Stay on the fringe of the trend, so to speak, with a ubiquitous style that hovers between side-sweep and full-blown bangs. Take cues from the French and leave it lengthy enough to just dust your lashes. It’s noncommittal, too: the extra length will ensure it’s long enough to pull back into a pony, or side-sweep within a few weeks.
Invest in dry shampoo
While fringes may not take hours to style each morning, a fringe will require an element of daily coercion. If you exercise regularly, you’ll also have to deal with extra oil and sweat, so dry shampoo will be your new go-to product. Ditto your hairdryer. Whether you’ve washed or not, a quick blast of heat, followed by a cool blast for setting, will tame any wayward tresses.

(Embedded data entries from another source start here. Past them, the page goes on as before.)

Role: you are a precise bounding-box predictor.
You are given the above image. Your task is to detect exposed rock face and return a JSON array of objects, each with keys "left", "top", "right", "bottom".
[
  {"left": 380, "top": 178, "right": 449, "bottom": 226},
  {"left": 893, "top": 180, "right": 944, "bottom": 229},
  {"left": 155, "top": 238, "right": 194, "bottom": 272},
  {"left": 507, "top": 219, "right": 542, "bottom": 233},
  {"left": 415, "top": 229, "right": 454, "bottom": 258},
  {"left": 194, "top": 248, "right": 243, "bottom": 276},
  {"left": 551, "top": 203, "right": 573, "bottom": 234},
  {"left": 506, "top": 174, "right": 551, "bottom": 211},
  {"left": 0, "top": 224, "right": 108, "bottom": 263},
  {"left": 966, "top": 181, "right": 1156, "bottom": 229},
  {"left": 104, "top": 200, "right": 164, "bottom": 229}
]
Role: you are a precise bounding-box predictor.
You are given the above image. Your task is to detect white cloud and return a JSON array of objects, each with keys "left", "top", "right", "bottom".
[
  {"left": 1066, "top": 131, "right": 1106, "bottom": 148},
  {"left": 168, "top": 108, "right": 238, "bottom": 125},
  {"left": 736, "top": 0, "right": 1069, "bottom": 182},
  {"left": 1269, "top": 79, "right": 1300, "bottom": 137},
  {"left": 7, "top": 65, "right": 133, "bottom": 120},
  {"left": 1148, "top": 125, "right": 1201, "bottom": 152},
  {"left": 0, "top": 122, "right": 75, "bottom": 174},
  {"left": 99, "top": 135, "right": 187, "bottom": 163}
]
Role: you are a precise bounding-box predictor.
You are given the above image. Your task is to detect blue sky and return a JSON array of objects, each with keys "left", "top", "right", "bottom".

Unless you’re 100% committed to your new fringe, you’ll inevitably experience the grow-out phase. Hair grows at an average rate of 1.25 centimetres per month, but that doesn’t mean you need to forgo trims altogether. Ask your stylist to feather out the ends so they eventually blend with the rest of your strands, and choose a part line – middle or side – to sweep once it starts blocking your vision.